Women have a longer life expectancy with a hormonal profile that significantly varies across their life span, in particular, during their reproductive years. The impact of sex as a biological variable in vascular risk and neurovascular response to injury seems to not only depend on the hormonal milieu, but also on age-related changes in physiological response to the hormonal milieu. Estrogens clearly play a protective role in vascular function, but the benefits of estrogens seem to be linked to other age-related cellular and systemic changes that occur across the female life span and are time variable. In the cerebrovascular bed which can be assessed through measures of autoregulation, VR, and NVC, it appears that healthy women have better dCA and higher resting CBF. Systemically, young premenopausal women also seem to have lower sympathetic tone and a better overall BP profile, resulting in less systemic endothelial injury. Premenopausal young females are also better protected against vascular injury as a result of the higher number of endothelial progenitor cells and greater proangiogenic potential that is also regulated by E2 concentrations.153 Overall, it seems that the female vascular system is better protected and operates at a higher efficiency in the childbearing years, possibly a biological result of the enhanced hemodynamic demand of the pregnant state. Therefore, neurological sequelae of hypertensive disorders of pregnancy can ensue when dCA and VR become less effective, even below the level of frank impairment.

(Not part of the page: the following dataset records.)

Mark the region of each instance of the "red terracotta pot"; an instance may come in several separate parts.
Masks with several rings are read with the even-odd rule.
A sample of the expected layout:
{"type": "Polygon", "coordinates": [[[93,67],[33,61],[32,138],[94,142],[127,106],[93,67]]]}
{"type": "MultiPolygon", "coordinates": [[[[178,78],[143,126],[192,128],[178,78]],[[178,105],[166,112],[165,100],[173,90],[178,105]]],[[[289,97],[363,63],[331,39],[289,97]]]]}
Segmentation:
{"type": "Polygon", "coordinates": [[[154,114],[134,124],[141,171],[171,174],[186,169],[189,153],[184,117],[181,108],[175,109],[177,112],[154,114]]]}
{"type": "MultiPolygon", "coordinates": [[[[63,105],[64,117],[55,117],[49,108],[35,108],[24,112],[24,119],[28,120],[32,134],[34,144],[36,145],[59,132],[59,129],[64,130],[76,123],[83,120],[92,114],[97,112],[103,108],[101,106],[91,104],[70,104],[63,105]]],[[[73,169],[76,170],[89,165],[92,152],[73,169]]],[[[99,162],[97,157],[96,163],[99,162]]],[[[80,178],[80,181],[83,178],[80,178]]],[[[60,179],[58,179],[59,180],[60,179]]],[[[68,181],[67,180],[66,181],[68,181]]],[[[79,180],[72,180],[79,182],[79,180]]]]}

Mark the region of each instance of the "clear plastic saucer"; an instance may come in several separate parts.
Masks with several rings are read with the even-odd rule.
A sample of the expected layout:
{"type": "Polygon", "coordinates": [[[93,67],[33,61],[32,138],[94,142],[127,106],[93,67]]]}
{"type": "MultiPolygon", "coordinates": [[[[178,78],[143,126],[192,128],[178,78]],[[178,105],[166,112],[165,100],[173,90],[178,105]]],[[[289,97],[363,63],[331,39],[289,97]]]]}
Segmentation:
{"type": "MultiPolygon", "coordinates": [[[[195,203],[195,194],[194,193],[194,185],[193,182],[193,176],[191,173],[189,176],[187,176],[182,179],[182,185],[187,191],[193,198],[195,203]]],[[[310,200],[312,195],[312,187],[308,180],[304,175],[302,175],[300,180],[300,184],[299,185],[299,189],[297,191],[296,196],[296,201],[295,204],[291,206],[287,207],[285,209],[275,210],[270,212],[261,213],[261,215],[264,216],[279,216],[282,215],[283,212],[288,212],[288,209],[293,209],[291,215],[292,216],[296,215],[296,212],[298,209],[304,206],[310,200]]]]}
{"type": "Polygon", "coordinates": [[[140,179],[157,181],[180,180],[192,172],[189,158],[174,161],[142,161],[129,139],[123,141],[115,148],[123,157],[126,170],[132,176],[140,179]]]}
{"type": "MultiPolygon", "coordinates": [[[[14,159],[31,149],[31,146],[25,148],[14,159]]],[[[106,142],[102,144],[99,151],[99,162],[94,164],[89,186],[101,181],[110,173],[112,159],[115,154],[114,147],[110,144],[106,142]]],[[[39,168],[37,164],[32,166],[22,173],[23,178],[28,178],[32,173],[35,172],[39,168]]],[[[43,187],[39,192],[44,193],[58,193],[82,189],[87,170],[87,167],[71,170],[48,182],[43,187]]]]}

While we know that impaired dCA and cerebral VR are associated with worse clinical outcomes in ischemic and hemorrhagic strokes, whether sex differences in these measures also account for gender-specific outcomes in these conditions remains unknown. Similarly, age-related cognitive decline and dementia seem to be linked to NVC, but whether aging and vascular risk factors have a sex-specific impact on NVC is unknown. Clearly, there is a significant knowledge deficit that hinders our ability to prevent and treat a devastating condition in women. This review is intended to generate testable hypotheses that can lead to more effective sex-specific preventive strategies and therapeutic targets in vascular disease. Now that bedside assessment of the cerebrovascular bed can be noninvasively and repeatedly achieved, we are poised to test some of these hypotheses and correct the existing knowledge deficit on sex-specific changes in cerebrovascular hemodynamics that could serve as the substrates for vascular health disparities that exist for women.